IM and IV opiates—Findings: Only one placebo-controlled study has been published for IM methadone and IM meperidine. This study demonstrated the effectiveness of opiates for pain relief.
Recommendation: Parenteral opiates may be considered for rescue therapy in a supervised setting when sedation side effects will not put the patient at risk and when the risk of abuse has been addressed (Grade B recommendation).
Serotonin receptor agonists, or “triptans”—Findings: These agents (naratriptan, rizatriptan, sumatriptan and zolmitriptan) are effective and relatively safe for the acute treatment of migraine headaches. No evidence supports their use during the aura phase of an attack. (Published case reports of cardiovascular ischemic events with this class of drug are found in the literature and are included in the product label.)
Recommendation: The triptans are an appropriate treatment choice and may be considered for use in patients with moderate to severe migraine who have no contraindications to their use (Grade A recommendation). Because of their inability to take oral medications, patients with nausea and vomiting may be given intranasal or SC sumatriptan (Grade C recommendation). Migraine-specific agents (triptans, DHE, ergotamine) should be used in patients with more severe migraine and in those whose headaches respond poorly to NSAIDs or combination analgesics such as aspirin plus acetaminophen plus caffeine (Grade C recommendation).
Isometheptene and isometheptene-combination agents—Findings: Isometheptene-containing compounds are superior to placebo, with a small but statistically significant effect.
Recommendation: Based on clinical evidence and favorable tolerability, isometheptene-containing compounds may be a reasonable choice for patients with mild to moderate headache (Grade B recommendation).
Dexamethasone or hydrocortisone—Findings: No studies of good quality support or refute the effectiveness of steroids for acute migraine.

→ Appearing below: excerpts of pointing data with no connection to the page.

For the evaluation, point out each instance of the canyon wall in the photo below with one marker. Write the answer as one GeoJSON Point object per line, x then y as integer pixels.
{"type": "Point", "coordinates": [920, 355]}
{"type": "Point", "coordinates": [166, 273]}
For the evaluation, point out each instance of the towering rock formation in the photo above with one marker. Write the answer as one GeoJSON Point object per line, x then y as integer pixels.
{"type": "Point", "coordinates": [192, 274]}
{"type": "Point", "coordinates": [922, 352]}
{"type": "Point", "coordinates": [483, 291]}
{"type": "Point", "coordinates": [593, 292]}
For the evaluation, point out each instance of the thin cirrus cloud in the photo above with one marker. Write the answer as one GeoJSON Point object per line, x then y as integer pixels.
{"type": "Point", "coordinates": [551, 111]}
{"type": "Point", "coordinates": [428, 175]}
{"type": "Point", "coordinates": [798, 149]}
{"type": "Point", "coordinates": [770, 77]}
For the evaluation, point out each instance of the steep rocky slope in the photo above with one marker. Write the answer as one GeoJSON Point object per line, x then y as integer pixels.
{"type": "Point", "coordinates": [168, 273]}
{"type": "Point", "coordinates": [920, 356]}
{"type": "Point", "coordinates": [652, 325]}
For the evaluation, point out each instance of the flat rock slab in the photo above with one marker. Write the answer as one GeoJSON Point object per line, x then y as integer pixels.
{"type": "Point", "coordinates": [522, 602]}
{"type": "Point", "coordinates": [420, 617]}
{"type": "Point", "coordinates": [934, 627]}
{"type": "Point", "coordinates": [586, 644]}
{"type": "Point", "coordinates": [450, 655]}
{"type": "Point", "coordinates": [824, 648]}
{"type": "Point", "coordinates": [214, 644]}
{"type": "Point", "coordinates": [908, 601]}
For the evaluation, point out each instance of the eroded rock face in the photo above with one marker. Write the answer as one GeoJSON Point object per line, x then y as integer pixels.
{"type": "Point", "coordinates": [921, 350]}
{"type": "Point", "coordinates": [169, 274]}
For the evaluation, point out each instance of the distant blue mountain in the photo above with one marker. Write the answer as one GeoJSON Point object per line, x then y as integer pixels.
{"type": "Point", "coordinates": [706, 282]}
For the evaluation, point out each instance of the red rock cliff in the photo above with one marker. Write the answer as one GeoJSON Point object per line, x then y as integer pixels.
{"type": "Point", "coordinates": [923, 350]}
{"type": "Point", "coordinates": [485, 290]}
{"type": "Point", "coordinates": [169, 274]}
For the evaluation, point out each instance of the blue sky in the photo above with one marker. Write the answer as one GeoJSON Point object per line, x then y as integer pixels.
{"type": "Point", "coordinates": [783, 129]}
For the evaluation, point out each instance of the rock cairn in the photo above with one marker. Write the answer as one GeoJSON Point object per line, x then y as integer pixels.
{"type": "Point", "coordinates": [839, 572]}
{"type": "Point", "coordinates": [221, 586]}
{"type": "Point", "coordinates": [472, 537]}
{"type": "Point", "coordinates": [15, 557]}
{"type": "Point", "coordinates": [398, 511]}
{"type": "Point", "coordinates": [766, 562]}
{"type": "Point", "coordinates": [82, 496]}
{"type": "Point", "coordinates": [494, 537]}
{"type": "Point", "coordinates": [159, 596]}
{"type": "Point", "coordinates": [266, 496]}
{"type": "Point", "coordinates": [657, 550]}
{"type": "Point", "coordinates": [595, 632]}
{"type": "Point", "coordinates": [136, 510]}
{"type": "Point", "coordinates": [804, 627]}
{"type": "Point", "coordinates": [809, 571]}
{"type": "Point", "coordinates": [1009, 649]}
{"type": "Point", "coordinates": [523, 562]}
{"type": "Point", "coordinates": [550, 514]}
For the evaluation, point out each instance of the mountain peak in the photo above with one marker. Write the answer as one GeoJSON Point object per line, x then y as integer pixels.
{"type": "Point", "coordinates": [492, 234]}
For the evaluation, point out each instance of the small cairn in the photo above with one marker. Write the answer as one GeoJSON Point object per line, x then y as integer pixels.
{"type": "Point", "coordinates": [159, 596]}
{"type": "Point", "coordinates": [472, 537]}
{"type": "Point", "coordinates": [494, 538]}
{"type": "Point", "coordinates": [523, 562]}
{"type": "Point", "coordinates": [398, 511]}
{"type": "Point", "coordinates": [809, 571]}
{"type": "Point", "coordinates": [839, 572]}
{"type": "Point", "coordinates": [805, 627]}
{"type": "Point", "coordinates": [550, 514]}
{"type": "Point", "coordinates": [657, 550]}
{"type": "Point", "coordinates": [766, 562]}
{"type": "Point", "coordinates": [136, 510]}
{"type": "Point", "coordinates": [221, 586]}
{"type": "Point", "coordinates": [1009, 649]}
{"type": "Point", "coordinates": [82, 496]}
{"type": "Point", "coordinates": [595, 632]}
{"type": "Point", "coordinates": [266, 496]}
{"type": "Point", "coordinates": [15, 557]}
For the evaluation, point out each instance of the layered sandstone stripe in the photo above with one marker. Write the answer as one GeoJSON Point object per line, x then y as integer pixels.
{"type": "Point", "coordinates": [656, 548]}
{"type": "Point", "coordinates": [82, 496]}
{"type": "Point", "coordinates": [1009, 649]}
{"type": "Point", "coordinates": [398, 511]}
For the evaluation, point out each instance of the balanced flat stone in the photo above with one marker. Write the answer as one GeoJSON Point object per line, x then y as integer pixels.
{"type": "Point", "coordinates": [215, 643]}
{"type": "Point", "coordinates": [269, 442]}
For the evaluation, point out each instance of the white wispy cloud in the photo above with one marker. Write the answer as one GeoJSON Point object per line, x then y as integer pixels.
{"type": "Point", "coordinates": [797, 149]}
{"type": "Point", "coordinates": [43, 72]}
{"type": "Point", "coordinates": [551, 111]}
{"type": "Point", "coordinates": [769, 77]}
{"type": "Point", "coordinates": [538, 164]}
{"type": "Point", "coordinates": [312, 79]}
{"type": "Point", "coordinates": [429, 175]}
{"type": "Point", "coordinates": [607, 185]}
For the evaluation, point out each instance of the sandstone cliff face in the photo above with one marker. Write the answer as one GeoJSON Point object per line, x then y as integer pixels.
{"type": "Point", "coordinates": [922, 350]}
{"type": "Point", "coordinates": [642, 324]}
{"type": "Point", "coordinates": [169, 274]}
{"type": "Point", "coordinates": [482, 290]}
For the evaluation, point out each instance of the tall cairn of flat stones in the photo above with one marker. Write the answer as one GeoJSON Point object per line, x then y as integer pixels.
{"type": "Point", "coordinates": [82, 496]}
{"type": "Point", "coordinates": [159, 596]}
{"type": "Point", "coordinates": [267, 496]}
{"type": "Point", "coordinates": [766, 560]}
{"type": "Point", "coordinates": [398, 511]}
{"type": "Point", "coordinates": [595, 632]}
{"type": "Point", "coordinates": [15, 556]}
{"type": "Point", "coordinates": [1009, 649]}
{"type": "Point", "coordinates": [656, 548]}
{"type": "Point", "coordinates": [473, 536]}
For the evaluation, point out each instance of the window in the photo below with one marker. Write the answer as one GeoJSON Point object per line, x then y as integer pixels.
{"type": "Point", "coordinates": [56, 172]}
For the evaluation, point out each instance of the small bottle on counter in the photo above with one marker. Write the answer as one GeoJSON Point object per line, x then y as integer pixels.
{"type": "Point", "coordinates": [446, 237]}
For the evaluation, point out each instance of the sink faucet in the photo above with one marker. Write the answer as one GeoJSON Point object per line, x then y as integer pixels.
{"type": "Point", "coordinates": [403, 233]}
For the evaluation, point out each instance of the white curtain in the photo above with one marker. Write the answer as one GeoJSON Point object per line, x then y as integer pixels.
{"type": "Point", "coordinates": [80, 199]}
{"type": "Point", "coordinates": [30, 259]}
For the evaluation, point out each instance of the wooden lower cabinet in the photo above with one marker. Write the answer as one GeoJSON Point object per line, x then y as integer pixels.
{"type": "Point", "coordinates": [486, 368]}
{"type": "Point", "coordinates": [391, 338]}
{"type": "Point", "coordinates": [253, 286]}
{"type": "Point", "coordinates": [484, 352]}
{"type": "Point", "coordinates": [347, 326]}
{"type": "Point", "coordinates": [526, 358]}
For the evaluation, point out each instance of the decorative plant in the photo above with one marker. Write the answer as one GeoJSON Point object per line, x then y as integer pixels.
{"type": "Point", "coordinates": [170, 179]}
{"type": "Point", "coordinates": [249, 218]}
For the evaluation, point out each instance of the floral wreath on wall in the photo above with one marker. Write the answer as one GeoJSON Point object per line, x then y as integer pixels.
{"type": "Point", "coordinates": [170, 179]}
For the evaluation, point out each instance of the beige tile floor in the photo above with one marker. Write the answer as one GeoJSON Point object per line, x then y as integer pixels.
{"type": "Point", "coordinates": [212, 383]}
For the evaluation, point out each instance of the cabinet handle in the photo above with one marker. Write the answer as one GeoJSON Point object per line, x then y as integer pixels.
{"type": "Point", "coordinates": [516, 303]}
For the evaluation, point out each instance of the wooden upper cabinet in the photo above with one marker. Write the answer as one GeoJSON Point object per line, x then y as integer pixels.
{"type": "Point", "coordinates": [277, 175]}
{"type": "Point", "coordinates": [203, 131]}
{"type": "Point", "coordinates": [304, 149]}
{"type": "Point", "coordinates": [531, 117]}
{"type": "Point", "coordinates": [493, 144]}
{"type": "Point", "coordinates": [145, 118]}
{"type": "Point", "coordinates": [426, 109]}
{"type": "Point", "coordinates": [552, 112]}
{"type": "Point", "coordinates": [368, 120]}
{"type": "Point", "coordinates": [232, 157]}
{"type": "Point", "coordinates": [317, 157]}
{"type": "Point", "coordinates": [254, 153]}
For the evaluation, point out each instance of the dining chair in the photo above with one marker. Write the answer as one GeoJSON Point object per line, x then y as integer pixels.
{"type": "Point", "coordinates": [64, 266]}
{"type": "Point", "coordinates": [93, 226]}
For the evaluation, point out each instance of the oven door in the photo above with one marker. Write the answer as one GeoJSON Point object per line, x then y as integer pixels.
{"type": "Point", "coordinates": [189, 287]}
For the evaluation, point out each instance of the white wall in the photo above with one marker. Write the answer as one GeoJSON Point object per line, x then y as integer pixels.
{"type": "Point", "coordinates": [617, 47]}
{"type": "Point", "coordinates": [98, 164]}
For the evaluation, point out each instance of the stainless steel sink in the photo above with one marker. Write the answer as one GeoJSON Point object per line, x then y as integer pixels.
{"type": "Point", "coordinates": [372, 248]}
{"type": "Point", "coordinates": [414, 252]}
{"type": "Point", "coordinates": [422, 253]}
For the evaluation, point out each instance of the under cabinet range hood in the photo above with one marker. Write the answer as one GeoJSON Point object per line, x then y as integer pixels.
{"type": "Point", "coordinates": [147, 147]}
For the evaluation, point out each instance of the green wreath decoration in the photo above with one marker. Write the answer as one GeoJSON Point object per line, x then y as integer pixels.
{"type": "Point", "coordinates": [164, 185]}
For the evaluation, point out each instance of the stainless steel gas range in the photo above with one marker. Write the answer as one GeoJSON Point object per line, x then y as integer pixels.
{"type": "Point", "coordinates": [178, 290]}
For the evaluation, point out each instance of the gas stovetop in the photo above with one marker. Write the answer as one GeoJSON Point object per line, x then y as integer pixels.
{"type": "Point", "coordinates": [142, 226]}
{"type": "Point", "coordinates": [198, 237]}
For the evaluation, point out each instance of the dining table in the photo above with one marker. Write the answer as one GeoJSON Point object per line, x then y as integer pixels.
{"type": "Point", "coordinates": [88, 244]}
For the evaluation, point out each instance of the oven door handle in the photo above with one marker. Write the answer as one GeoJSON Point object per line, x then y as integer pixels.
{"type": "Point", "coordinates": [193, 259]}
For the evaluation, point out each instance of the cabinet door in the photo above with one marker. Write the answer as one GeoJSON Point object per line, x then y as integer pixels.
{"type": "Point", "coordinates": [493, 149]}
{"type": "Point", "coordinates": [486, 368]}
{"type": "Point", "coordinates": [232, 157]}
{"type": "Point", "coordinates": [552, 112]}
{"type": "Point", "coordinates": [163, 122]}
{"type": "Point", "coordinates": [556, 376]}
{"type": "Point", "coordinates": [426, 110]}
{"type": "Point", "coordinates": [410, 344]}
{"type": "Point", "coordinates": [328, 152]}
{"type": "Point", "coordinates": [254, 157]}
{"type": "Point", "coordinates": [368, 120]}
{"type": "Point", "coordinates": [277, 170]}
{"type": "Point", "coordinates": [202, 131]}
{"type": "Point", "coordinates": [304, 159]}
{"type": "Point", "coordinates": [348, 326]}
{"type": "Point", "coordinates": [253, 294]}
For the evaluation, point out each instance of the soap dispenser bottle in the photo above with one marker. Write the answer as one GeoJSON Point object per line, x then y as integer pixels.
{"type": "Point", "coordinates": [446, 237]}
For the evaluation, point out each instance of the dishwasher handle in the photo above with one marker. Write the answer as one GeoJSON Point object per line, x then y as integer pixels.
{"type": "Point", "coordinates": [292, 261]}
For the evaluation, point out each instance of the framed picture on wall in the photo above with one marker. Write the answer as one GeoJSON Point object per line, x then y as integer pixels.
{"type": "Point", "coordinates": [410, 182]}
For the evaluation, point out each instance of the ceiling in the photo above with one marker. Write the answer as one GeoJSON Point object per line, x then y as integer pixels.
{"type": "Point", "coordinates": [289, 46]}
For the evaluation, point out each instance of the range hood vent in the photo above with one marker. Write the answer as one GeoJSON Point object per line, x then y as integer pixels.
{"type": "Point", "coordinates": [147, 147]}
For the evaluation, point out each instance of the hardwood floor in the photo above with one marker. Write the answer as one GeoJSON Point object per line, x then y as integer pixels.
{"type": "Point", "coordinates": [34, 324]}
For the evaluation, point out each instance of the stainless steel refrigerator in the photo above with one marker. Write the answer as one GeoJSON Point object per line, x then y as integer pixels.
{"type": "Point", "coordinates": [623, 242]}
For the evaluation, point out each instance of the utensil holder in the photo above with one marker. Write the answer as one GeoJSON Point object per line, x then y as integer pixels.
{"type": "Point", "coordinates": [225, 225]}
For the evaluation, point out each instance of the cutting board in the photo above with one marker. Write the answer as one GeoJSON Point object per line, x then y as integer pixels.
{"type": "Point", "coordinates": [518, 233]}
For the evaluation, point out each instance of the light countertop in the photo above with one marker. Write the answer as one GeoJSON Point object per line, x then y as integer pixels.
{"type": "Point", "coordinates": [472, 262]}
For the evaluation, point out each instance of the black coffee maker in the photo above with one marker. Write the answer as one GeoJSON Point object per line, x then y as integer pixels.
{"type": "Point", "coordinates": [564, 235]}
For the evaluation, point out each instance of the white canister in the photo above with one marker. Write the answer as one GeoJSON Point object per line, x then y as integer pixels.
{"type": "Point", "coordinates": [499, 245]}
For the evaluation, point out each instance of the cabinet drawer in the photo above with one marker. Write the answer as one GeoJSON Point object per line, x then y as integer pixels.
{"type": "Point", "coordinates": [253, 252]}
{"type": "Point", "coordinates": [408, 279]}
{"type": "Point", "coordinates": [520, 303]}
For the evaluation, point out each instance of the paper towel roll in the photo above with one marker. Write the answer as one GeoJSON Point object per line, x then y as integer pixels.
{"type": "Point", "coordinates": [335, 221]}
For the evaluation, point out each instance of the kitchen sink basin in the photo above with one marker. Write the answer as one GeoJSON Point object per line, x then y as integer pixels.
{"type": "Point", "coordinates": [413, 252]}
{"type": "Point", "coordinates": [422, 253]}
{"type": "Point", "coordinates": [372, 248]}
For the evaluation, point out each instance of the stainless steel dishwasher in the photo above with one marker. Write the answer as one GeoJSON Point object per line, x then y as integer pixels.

Recommendation: Corticosteroids may be considered as a treatment choice for rescue therapy in patients with status migrainosus (Grade C recommendation).
Intranasal and IV lidocaine—Findings: Limited studies of intranasal lidocaine reported lidocaine to be superior to placebo in relieving acute migraine headache at 15 minutes. Mixed results have been reported in the incidence of recurrence. A few small studies suggest that IV lidocaine is not significantly better than placebo and is less effective than other parenteral therapies for the treatment of acute migraine.
Recommendation: Evidence is insufficient at this time to establish a defined role for intranasal lidocaine in the management of acute migraine (Grade B recommendation). Evidence is insufficient to support the role of IV lidocaine in the management of acute migraine (Grade B recommendation).